By PETER GRIFFIN
Australian advertising company Eye Corp is planning to hire 10 more people before the end of the year after winning the right to manage billboard advertising for Auckland International Airport.
Eye Corp took over the billboard advertising contract with the airport company, previously held by competitor Look, this week.
The airport is one of the biggest advertising sites in the country. Eye Corp's 10-year contract is thought to be worth about $2 million a year in revenue.
The deal was won in a tightly contested auction.
It gives Eye Corp, which sells billboard space in shopping malls but has yet to make inroads in the market for roadside and building-mounted billboards, a solid toe-hold in the New Zealand market, dominated by two firms - Look and Oggi.
Look is a joint venture between APN News & Media, the publisher of the Herald, and Clear Channel. It operates about 460 outdoor sites nationwide.
Oggi is locally owned and has 300 sites.
Eye Corp is fully owned by Australian network Channel Ten, which itself is part-owned by Canadian media group CanWest.
CanWest owns TV3 and C4.
Eye Corp will now expand its two-person local office headed by Pauline Hanton.
Its Sydney-based group marketing manager, Janine Wood, said the company had other airports in its sights as well as billboard sites round the country.
The company's prime aim was "unzipping the walking wallets" - capturing the glances of pedestrians as they hurry through shopping malls and airports.
Outdoor advertising is a relatively small but growing market for Eye Corp and its competitors.
Accounting for just 3 per cent of the total advertising spend, the outdoor market is worth about $47 million a year, up from $7 million a decade ago.
Wood said Eye Corp's shopping mall business was healthy.
"Our shopping centre inventory is pretty much sold out for the rest of the year.
"The only reason it's happening is because outdoor advertising is the last true broadcast medium," said Wood, pointing out that TV audiences were becoming more fragmented.

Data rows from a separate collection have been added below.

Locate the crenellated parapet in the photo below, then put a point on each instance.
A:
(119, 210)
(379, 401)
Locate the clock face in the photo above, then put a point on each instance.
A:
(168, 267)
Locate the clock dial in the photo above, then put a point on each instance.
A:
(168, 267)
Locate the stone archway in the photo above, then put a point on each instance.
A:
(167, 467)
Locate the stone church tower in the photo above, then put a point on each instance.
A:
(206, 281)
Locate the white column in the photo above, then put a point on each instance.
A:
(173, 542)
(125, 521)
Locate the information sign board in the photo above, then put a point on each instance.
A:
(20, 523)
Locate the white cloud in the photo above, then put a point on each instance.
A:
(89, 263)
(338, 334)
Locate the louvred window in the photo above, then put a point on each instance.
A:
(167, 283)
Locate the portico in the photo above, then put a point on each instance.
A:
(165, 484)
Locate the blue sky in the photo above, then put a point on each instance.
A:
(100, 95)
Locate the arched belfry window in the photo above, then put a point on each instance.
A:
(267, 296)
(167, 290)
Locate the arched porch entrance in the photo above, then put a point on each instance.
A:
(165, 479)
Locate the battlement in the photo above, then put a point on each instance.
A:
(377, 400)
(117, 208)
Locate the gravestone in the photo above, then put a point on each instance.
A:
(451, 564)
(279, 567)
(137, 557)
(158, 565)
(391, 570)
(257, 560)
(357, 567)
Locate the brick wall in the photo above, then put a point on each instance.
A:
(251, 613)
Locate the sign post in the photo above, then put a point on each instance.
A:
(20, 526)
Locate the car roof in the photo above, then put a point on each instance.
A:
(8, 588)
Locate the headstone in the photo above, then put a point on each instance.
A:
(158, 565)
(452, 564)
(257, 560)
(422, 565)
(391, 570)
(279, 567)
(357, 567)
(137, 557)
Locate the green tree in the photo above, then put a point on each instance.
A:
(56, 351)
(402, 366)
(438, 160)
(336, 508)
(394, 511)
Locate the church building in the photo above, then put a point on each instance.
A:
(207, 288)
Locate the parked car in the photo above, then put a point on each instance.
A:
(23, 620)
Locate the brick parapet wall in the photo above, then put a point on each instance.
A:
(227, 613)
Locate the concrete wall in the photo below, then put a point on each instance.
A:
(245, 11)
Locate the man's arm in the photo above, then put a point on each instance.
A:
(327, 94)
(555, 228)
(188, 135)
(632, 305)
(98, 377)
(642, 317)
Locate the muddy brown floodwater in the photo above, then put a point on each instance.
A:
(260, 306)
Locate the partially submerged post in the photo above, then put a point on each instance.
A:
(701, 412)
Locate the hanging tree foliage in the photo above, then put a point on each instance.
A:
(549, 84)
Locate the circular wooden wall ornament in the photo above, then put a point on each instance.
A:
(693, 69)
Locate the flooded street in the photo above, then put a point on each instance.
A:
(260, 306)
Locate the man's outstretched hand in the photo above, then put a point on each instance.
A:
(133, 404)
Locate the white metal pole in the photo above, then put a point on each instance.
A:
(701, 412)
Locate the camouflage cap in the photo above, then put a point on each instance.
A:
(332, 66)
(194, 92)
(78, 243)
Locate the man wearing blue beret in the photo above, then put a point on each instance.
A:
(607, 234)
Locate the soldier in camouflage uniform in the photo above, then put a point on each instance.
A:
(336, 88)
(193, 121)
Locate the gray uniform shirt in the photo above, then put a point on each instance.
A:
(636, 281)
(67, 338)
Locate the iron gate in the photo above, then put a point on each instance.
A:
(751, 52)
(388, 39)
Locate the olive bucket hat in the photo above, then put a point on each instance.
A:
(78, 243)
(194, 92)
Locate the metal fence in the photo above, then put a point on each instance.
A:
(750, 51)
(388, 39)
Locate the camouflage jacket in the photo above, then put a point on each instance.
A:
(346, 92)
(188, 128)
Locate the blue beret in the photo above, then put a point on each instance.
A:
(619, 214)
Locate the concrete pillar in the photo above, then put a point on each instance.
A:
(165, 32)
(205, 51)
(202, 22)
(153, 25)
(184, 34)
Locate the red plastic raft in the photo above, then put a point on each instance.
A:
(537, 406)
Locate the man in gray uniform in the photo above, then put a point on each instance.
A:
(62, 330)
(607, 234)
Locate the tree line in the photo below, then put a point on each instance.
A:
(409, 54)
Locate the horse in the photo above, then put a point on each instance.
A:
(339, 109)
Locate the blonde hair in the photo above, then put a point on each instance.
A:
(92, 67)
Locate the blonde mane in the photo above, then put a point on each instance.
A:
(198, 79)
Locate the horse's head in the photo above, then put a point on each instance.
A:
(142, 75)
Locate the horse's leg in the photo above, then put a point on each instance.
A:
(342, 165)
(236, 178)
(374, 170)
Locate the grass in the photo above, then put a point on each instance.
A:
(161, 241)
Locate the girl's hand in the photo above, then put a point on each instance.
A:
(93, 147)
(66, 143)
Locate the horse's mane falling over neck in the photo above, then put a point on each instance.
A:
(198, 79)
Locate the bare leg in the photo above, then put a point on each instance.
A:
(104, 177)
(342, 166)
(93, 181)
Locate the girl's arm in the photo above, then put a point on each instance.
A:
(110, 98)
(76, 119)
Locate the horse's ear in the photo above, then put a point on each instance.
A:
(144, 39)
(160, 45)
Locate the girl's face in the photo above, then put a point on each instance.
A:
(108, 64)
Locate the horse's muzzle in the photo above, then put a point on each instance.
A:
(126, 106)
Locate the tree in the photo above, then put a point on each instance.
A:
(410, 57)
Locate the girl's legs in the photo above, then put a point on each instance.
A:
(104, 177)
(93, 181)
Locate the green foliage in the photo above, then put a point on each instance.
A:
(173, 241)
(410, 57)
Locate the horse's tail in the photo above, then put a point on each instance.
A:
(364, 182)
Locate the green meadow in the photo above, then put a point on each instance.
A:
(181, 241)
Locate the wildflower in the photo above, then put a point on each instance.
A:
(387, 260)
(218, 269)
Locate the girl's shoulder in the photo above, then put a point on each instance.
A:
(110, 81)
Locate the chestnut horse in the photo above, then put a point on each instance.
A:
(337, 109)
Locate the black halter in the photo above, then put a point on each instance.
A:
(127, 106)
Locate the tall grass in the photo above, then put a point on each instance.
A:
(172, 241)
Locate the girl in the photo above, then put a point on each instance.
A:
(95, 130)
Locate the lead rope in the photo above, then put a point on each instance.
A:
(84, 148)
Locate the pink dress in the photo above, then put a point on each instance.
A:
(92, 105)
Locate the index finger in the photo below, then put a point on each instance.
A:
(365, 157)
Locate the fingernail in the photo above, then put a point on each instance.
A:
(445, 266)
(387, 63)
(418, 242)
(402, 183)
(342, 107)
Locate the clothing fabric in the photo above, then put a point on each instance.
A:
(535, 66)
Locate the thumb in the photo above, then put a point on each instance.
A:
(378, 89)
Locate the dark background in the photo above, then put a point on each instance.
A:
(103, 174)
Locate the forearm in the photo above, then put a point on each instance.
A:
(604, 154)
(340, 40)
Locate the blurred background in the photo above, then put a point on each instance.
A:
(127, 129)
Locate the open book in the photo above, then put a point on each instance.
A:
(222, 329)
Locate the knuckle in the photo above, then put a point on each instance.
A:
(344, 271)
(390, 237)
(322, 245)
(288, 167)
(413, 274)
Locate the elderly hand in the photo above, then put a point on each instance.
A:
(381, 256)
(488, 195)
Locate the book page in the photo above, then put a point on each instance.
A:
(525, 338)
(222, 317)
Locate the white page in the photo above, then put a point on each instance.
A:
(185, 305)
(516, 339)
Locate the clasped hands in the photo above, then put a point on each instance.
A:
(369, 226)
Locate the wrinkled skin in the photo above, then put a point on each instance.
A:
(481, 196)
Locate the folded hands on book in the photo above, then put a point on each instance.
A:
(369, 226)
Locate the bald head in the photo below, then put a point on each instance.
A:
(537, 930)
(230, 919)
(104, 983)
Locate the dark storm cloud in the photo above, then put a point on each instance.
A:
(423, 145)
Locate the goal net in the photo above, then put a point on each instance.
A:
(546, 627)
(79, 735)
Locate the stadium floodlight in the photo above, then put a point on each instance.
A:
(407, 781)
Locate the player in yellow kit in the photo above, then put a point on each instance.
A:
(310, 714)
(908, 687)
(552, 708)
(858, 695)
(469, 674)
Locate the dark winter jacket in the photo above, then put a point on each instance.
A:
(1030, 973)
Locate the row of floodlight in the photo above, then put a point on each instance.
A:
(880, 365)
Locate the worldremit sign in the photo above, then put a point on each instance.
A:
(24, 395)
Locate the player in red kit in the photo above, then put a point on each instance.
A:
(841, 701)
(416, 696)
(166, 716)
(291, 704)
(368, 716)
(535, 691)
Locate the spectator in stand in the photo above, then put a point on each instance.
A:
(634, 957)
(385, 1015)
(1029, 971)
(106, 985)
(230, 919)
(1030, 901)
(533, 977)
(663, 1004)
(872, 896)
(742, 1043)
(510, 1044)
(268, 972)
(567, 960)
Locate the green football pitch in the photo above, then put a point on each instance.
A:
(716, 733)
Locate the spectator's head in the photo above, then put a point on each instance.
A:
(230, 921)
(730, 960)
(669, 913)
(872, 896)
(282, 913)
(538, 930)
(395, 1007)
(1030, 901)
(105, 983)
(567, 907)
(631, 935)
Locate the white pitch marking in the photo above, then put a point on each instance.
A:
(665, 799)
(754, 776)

She said some advertisers were turning to billboards because print and TV slots were booked out.
Eye Corp's expansion is viewed positively by at least one competitor.
Oggi managing director Gordon Frykberg said he would much rather go head-to-head with Eye Corp than a host of small, independent billboard advertising agents.
"It will make it harder for smaller operators, who are the bane of all of us."
He said the small operators were seen to add less value to advertising.
"They bring destructive elements in terms of over-rating the value of potential sites, but also in the way they sell their sites to advertising agencies," Frykberg said.
The big spenders on outdoor advertising are telecoms suppliers, banks, other financial institutions and the media.
"It's the other mediums' medium," said Wood, pointing out the heavy use of billboard advertising by TVNZ and CanWest.
Telecom is the big spender in outdoor ads, pushing its cellphone services and broadband packages.
Wood said the cost of putting together advertising for billboards had remained static, but new digital printing technology had reduced the cost of making the billboards.
Although TV commercials held the creative high-ground of the advertising industry, outdoor billboards were popular with creative directors because of the large, static canvas they had to work with, she said.
"The most creative way to demonstrate their skills is in outdoor. They've only a fleeting moment to do it in."